Superior oblique myokymia (SOM) is a rare condition of unclear etiology. We discuss the history, etiology, clinical features, differential diagnoses, management and prognosis of SOM. We conducted a meta-analysis of all 116 cases published since SOM was first described in 1906. The age at examination was 17-72 years (mean 42 years.) There was a right-sided preponderance in 61% of cases (P < 0.02) that was statistically significant in females (63%, P < 0.04) but not in males (59%, P = 0.18). The pathophysiology of SOM may be neurovascular compression and/or ephaptic transmission.

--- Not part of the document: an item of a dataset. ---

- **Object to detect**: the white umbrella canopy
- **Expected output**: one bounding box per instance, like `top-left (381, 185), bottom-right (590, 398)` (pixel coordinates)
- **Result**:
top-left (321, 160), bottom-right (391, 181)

Although various pharmacological and surgical approaches to SOM treatment have been proposed, the rarity of the condition has made it impossible to conduct clinical trials evaluating the safety and efficacy of these approaches. Recently, topical beta-blockers have managed SOM symptoms in a number of cases, including the first case treated with levobunolol. Systemic medications, strabismus surgery, and neurosurgery have been used to control symptoms, with strabismus surgery carrying a moderate risk of post-operative diplopia in down-gaze. While there is no established treatment for SOM, we encourage clinicians to attempt topical levobunolol therapy before considering systemic therapy or surgery.